Luego tenemos la sección especial de Scotland Yard, a la que hay que llamar si realmente queremos detener a alguien. El Yard también tiene una brigada antiterrorista, y además están los diferentes servicios de información militar, todos en plena actividad, y todos rivales de los demás y por ahí, señores, es por donde se cuelan los errores.

Rashid le llenó de nuevo la copa de champaña.

– ¿Y dice usted que, debido a eso, sus dirigentes no están bien protegidos? ¿La reina, por ejemplo?

– ¡Vamos! -se sorprendió Dillon-. No hace tantos años que la reina despertó en Buckingham Palace y encontró a un intruso sentado en su cama. ¿Y cuántos días habrán transcurrido, seis nada más diría yo, desde que el IRA estuvo a punto de cargarse a Margaret Thatcher y a todo el gabinete británico en un hotel de Brighton, durante el congreso del partido conservador?

Dillon dejó la copa sobre la mesita y dio lumbre a otro cigarrillo.

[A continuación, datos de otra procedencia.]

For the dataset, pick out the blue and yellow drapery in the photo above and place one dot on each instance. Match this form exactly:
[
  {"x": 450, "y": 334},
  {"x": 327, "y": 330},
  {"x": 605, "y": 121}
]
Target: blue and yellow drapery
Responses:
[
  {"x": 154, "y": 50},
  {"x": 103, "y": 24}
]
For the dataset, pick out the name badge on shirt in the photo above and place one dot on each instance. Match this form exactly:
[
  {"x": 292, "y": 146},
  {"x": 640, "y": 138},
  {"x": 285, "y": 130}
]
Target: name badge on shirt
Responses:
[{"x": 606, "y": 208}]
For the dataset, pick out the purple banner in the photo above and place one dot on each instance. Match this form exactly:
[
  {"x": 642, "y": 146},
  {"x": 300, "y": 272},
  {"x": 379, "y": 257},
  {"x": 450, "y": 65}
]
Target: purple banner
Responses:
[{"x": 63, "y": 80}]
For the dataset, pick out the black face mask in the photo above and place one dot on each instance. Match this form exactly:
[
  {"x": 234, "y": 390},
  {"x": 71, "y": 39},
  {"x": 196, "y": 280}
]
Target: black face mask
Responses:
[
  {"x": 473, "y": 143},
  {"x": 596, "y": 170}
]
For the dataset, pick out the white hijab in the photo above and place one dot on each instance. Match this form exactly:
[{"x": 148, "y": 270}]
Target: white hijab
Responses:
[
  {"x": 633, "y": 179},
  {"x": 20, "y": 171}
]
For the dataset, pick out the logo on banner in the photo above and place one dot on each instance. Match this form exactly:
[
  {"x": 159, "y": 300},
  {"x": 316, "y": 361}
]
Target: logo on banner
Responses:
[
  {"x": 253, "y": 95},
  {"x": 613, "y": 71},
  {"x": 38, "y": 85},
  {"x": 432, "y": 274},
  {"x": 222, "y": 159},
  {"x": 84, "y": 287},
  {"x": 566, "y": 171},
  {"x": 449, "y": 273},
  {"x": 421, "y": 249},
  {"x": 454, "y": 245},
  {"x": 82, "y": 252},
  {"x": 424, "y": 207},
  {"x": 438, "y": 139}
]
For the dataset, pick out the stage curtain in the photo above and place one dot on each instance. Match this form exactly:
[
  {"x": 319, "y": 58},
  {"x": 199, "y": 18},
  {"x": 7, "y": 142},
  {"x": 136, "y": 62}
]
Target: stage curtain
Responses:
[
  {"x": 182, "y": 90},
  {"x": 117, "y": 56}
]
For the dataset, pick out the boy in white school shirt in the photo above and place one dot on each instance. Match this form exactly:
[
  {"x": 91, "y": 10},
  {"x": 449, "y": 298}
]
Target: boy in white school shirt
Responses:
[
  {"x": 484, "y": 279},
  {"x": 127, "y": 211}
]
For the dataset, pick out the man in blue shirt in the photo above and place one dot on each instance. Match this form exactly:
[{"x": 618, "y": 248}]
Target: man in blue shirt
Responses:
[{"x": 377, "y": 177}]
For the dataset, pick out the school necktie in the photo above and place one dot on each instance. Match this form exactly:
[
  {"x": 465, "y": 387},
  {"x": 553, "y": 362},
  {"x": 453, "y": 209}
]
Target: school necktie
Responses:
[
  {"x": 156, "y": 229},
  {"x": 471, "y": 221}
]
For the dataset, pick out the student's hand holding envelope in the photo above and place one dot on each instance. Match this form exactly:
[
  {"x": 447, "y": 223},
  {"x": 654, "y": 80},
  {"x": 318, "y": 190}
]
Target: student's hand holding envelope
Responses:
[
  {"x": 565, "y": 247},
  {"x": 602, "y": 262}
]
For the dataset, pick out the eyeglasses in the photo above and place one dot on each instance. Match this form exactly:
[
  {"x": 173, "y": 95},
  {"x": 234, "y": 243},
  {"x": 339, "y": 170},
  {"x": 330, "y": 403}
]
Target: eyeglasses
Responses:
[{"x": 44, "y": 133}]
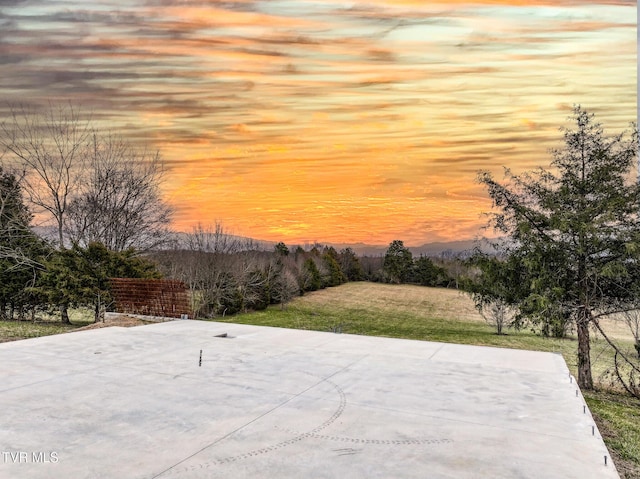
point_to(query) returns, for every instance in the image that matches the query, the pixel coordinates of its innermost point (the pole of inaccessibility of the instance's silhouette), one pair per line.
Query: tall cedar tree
(575, 229)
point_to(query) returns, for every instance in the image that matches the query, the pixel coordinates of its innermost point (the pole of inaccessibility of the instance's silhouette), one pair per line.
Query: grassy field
(434, 314)
(44, 326)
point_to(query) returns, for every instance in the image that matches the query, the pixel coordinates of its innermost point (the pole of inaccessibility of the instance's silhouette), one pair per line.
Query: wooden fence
(151, 297)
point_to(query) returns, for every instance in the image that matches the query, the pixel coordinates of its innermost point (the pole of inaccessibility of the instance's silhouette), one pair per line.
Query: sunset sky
(329, 120)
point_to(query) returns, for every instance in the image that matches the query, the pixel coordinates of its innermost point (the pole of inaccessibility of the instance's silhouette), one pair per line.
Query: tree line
(568, 252)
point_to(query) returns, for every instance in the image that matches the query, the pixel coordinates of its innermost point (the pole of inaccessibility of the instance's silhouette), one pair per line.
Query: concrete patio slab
(278, 403)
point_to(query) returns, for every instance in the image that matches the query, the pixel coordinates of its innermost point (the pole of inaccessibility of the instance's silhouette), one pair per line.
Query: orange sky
(308, 120)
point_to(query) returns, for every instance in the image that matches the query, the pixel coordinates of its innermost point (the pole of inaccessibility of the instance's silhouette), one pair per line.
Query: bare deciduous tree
(50, 146)
(119, 203)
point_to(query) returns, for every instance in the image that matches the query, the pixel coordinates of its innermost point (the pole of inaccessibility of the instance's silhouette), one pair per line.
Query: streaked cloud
(305, 120)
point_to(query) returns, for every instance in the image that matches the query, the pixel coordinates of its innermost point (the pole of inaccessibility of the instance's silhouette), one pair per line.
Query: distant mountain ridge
(435, 249)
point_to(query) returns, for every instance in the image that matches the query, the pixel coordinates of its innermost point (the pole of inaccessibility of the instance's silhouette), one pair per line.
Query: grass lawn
(435, 314)
(44, 326)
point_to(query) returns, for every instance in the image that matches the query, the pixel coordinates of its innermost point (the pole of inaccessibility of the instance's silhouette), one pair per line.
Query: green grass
(435, 315)
(414, 312)
(45, 325)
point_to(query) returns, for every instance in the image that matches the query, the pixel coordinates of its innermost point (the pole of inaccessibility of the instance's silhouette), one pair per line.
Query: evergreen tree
(398, 263)
(21, 251)
(575, 230)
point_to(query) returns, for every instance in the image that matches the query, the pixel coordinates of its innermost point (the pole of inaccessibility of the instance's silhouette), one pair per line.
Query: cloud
(379, 112)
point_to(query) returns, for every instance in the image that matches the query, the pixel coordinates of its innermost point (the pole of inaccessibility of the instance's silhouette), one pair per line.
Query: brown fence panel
(151, 297)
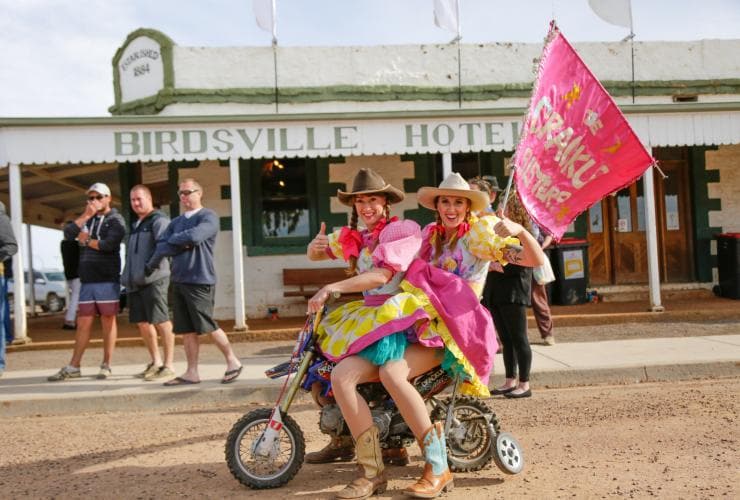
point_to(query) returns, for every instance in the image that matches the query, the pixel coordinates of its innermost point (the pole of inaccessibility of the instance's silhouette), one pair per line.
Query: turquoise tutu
(389, 348)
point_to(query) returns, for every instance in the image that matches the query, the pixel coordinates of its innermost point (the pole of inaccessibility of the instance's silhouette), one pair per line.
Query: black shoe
(525, 394)
(502, 392)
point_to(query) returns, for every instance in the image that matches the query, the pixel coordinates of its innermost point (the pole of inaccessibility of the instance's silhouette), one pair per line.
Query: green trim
(165, 49)
(701, 205)
(424, 175)
(250, 174)
(325, 190)
(385, 93)
(128, 177)
(173, 178)
(677, 107)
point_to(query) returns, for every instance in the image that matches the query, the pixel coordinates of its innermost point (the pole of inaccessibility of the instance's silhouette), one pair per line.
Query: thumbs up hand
(317, 247)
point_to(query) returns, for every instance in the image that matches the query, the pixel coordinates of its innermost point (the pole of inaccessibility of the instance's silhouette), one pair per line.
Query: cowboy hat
(493, 181)
(367, 181)
(453, 185)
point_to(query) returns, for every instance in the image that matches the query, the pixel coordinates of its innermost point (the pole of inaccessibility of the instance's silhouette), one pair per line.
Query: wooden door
(616, 230)
(628, 242)
(673, 209)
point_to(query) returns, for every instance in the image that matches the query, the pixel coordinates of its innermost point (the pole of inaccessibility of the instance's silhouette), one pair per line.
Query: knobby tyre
(472, 437)
(261, 473)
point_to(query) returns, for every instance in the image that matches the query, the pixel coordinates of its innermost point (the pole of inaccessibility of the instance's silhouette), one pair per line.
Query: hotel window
(278, 204)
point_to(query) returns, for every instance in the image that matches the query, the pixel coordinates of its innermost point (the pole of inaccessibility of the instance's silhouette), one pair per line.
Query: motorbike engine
(382, 419)
(331, 420)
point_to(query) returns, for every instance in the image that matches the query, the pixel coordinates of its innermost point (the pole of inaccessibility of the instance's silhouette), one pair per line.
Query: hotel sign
(160, 142)
(313, 140)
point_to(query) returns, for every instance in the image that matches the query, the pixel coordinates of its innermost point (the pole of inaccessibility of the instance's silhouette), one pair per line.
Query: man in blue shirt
(189, 240)
(8, 248)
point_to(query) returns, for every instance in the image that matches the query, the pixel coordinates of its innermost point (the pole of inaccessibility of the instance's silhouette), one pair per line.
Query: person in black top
(507, 295)
(99, 231)
(71, 261)
(8, 248)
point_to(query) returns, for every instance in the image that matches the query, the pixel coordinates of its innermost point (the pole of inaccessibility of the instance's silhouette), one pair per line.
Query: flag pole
(507, 191)
(274, 54)
(459, 56)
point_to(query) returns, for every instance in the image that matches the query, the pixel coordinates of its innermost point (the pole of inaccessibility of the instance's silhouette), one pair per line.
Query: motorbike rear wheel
(471, 440)
(258, 472)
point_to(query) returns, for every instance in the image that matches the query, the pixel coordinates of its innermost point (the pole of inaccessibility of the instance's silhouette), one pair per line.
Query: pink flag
(576, 145)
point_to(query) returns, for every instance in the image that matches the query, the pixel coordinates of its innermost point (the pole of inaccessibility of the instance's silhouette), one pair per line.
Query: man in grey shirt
(189, 240)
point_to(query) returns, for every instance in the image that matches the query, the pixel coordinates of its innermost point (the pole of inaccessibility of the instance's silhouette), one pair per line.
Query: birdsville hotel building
(272, 133)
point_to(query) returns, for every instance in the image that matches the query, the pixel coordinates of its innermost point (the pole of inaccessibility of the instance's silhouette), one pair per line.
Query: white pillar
(31, 267)
(446, 164)
(237, 247)
(16, 220)
(651, 233)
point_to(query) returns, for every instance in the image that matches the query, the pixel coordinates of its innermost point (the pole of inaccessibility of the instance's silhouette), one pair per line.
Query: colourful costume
(415, 305)
(462, 325)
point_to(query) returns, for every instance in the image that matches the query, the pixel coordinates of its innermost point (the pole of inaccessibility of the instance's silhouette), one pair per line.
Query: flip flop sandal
(179, 381)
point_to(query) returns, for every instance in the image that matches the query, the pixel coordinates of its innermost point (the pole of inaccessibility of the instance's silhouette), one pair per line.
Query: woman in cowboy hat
(453, 263)
(361, 336)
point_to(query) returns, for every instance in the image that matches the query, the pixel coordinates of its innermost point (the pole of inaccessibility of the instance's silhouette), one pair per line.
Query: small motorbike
(266, 447)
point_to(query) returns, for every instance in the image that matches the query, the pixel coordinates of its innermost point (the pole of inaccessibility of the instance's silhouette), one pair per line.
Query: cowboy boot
(436, 476)
(339, 449)
(395, 456)
(369, 459)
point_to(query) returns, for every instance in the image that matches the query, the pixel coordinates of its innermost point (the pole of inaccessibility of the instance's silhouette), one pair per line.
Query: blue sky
(56, 54)
(56, 57)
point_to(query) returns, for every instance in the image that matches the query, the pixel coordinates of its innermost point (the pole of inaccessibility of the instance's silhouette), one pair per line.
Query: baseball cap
(99, 187)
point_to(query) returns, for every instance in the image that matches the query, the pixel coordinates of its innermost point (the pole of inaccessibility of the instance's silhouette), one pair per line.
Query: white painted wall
(436, 65)
(726, 159)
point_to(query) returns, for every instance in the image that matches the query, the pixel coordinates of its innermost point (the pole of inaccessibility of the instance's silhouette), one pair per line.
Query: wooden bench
(310, 280)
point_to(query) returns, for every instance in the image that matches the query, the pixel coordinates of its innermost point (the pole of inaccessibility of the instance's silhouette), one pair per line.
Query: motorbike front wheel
(472, 437)
(264, 472)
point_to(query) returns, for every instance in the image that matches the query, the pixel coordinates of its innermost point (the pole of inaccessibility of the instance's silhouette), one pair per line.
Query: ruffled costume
(463, 326)
(385, 314)
(415, 304)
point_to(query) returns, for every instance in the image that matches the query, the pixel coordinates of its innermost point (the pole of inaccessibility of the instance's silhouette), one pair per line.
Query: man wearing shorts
(99, 231)
(189, 240)
(147, 295)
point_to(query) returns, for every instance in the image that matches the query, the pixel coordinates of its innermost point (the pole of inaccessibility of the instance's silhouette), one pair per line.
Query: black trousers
(511, 325)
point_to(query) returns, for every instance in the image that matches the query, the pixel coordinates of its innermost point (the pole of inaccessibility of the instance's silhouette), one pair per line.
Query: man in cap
(8, 248)
(99, 232)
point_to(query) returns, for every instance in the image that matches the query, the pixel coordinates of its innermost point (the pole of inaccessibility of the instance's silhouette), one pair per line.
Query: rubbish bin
(569, 259)
(728, 264)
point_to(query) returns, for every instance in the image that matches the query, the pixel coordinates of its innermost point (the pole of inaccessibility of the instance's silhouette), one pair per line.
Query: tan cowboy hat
(453, 185)
(367, 181)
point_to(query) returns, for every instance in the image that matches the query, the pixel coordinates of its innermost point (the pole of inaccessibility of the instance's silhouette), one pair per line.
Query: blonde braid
(437, 240)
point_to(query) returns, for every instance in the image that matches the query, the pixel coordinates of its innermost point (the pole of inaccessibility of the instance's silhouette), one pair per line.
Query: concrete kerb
(249, 392)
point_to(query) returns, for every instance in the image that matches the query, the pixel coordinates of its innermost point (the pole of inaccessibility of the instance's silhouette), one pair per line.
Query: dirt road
(678, 440)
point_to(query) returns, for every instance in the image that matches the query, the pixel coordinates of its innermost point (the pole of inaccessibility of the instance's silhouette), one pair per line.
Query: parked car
(49, 287)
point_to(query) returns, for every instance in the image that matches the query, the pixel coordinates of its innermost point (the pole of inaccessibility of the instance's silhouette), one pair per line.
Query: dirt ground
(665, 440)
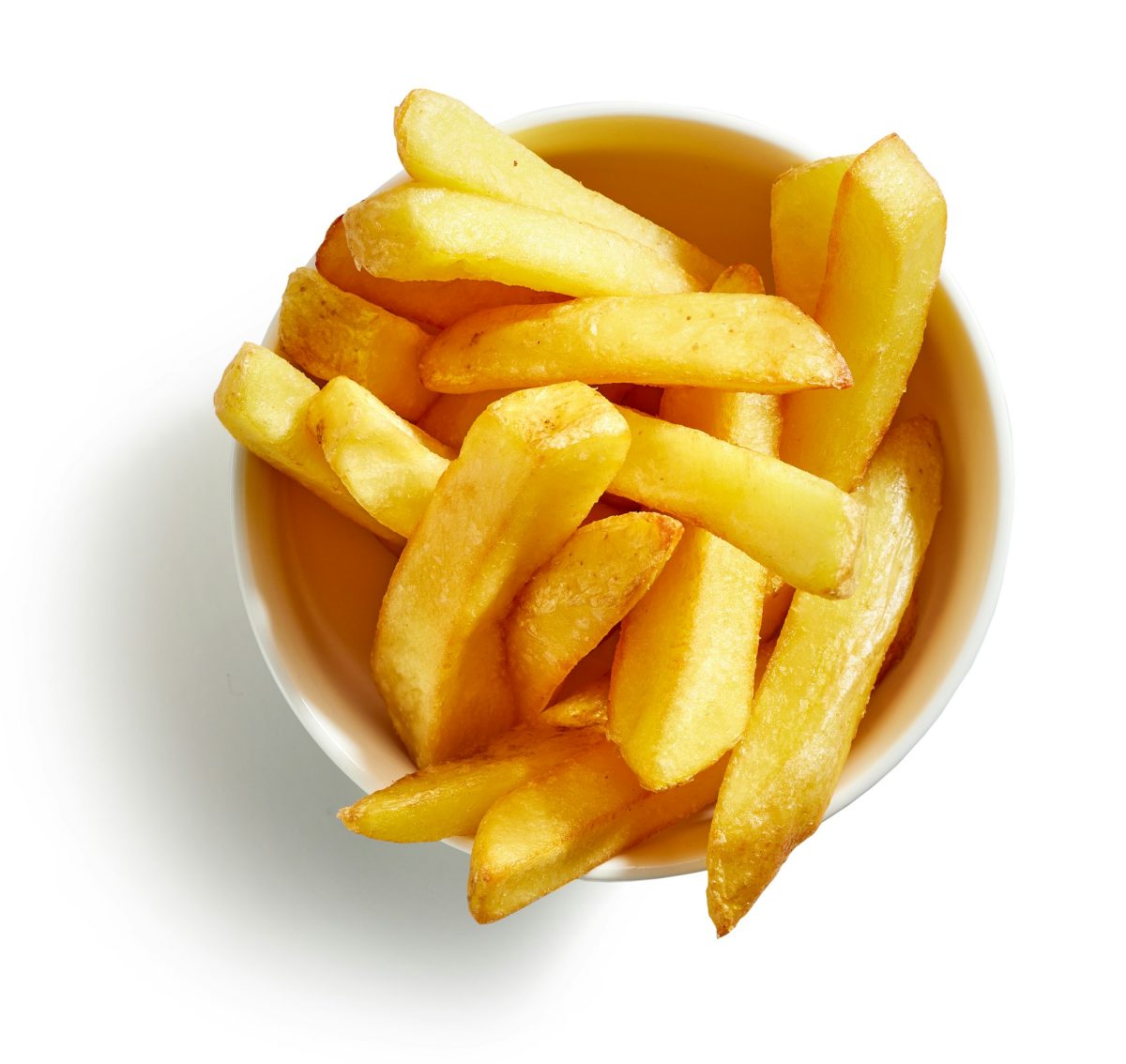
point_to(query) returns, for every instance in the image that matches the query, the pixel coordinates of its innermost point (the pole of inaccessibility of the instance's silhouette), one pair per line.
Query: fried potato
(748, 342)
(680, 692)
(263, 403)
(329, 333)
(449, 417)
(417, 234)
(530, 468)
(573, 601)
(747, 419)
(434, 304)
(799, 526)
(444, 142)
(884, 253)
(556, 827)
(586, 707)
(783, 774)
(802, 204)
(388, 465)
(450, 798)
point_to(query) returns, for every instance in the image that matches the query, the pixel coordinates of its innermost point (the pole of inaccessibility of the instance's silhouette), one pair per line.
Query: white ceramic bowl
(312, 581)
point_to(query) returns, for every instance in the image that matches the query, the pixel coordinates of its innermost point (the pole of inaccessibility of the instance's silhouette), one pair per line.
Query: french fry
(449, 417)
(783, 774)
(433, 304)
(798, 526)
(444, 142)
(884, 253)
(450, 798)
(747, 342)
(680, 692)
(586, 707)
(329, 332)
(802, 204)
(684, 674)
(388, 466)
(573, 601)
(530, 468)
(263, 403)
(556, 827)
(416, 234)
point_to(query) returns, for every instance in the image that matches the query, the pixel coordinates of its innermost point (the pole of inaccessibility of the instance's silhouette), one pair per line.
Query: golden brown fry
(450, 798)
(434, 304)
(573, 601)
(530, 468)
(806, 710)
(680, 692)
(388, 465)
(329, 332)
(417, 234)
(556, 827)
(799, 526)
(748, 342)
(802, 204)
(449, 417)
(263, 403)
(884, 254)
(586, 707)
(444, 142)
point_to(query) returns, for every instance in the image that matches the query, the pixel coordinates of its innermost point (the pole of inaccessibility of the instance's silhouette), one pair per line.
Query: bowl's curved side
(312, 583)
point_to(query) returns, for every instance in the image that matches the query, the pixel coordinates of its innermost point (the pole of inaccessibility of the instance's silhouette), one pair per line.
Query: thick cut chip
(530, 468)
(570, 605)
(329, 333)
(748, 419)
(802, 204)
(449, 417)
(444, 142)
(783, 774)
(557, 827)
(263, 403)
(884, 253)
(388, 465)
(748, 342)
(434, 304)
(586, 707)
(450, 798)
(799, 526)
(684, 673)
(418, 234)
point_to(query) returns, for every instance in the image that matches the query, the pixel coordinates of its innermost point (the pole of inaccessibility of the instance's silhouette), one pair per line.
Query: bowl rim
(615, 871)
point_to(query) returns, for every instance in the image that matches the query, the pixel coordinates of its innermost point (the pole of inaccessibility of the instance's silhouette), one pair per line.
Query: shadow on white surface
(203, 791)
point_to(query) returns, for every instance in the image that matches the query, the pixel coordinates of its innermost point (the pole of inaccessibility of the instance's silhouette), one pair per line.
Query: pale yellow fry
(573, 601)
(586, 707)
(806, 710)
(421, 234)
(444, 142)
(450, 798)
(797, 524)
(557, 827)
(263, 403)
(434, 304)
(329, 332)
(388, 465)
(749, 342)
(530, 468)
(884, 253)
(802, 204)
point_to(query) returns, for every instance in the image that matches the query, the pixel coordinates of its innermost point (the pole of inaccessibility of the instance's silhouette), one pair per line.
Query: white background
(175, 885)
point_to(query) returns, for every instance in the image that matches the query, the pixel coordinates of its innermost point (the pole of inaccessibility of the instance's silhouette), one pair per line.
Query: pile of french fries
(657, 538)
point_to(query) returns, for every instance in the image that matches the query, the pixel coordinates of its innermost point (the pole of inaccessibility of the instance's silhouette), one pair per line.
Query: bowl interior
(313, 581)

– Los británicos son gente de mentalidad anticuada. Les gusta que los policías vayan de uniforme para que se sepa que lo son, y no quieren que les digan lo que deben hacer, y esto se refiere a los ministros del gabinete que van a pie dando un paseo por las calles desde su casa de Westminster hasta el Parlamento.

– Por fortuna para los demás que no somos como ellos -comentó Makeiev.

– Exacto -remachó Dillon-. Incluso a los terroristas tienen que tratarlos con miramientos, o digamos hasta cierto punto, no como los servicios secretos franceses. ¡Cristo!, si los muchachos del Action Service pudieran echarme el guante me tendrían despatarrado y con un cable eléctrico en los huevos antes de lo que se tarda en contarlo. Pero, ¡ojo!, que también ésos se equivocan de vez en cuando.

– ¿Qué quieres decir con eso? -preguntó Makeiev.

– ¿Tienen a mano un periódico de la tarde?